Chinese human rights activist on Vatican-China deal: ‘A slap in the face’

Washington D.C., Nov 27, 2018 / 05:07 pm (CNA/EWTN News).- Chinese human rights activist Chen Guangcheng called the Vatican’s pact with China over the selection of bishops “preposterous” in a sharp critique of the Sino-Vatican agreement published Monday.

The September agreement is “a slap in the face to millions of Catholics and other faithful religious people in China who have suffered real persecution under the CCP,” Chen wrote in an essay on Public Discourse Nov. 26.

Chen, a blind lawyer, was imprisoned for his pro-life advocacy against forced abortions and sterilizations under China’s former “one child policy.” His dramatic escape from detention in 2012 led him to gain asylum through the American embassy in Beijing, eventually going on to serve as a visiting fellow at The Catholic University of America in Washington D.C.

“I grew up under this Party-State system and personally experienced the Communist Party’s violence and brutality, and I have known and worked with countless individuals in China who have been persecuted for their beliefs,” Chen wrote.

“I am sure that the active members of underground churches in China who have persevered against crippling persecution for so long can only feel betrayed,” he continued.

The Vatican rapprochement with the Chinese government brings Church leaders “closer to a Communist Party that is responsible for the deaths of over four hundred million unborn children and hundreds of millions of Chinese people,” Chen wrote.

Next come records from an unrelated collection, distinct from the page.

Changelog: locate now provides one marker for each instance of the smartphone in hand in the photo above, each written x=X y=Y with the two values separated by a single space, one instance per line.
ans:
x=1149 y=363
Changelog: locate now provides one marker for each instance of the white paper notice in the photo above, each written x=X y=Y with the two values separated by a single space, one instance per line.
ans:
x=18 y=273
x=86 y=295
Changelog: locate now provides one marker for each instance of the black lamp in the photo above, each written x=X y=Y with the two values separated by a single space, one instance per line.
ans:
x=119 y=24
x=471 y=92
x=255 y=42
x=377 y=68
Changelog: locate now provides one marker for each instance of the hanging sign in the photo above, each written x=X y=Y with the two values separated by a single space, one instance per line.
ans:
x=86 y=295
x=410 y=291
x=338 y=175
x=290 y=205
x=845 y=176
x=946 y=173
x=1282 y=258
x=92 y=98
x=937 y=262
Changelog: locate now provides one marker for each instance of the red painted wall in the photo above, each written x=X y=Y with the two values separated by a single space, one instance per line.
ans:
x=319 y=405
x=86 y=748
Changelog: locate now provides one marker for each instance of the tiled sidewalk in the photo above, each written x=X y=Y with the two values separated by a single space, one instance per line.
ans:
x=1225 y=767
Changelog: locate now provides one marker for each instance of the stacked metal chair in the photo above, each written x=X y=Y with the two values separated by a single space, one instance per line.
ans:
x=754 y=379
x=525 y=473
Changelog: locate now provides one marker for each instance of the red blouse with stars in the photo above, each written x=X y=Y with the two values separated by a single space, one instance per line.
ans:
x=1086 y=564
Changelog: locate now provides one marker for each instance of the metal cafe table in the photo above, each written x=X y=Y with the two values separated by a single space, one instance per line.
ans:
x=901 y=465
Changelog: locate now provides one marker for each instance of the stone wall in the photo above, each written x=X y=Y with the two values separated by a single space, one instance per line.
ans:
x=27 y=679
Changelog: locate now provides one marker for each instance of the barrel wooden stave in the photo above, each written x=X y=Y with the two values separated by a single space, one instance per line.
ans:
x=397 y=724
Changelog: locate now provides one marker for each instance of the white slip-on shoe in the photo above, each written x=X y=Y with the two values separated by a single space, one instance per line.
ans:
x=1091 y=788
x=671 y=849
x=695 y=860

Chen maintained that Chinese Communist Party (CCP) has been increasingly hostile to religion as more and more Chinese people put their trust in a faith higher than the party state.

“The CCP has been arresting priests, threatening congregants, and searching churches and places of worship. Many have disappeared and been tortured while under the regime’s control, refusing to relinquish their beliefs to a degraded, intolerant political party, and proving the power of their faith,” Chen wrote.

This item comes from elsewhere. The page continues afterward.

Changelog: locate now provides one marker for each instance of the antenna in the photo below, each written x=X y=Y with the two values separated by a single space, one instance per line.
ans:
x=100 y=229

Religion is “at odds with the self-serving atheism and extreme party loyalty the CCP has long sought to inculcate in the population,” he argued. “Religion asks for … faith in ideas that are beyond the reach of the regime’s clutches.”

He cited reports that the CCP has destroyed more than 1,300 crosses and churches in the past few years in Zhejiang Province alone.

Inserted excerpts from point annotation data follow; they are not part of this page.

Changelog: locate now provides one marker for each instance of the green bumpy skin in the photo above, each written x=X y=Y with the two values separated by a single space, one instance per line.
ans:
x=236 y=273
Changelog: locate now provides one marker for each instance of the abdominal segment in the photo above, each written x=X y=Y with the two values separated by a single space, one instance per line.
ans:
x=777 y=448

In Xinjiang Province, “Muslims have been rounded up in the hundreds of thousands and forced into re-education camps,” he said.

After the Sept. 22 agreement between the Holy See and Beijing to normalize the situation of China’s Catholics, Chinese authorities demolished two Catholic Marian shrines in Shanxi and Guizhou.

“Through isolation, threats, detention, and torture, the CCP instills a sense of instability and insecurity, to nip in the bud any incipient movement that could prove a threat to its power,” Chen said.

Before the agreement, the Church in China had been split between the “underground” Church, in full communion with Rome, and the state-run Chinese Patriotic Catholic Association (CPCA), which was not. The Chinese government appointed bishops of the CPCA.

The September agreement was designed to unify those groups, by approving a formula through which Pope Francis would approve bishops nominated by Beijing.

“It is also a regime that knows how to present itself to the West, saying and doing the right things to draw support from leaders abroad. Its veneer of civility is an attempt to cover up the reality of its immorality,” Chen argued.

“Clearly, the agreement is a blatantly political move designed only to serve the CCP’s interests,” he said.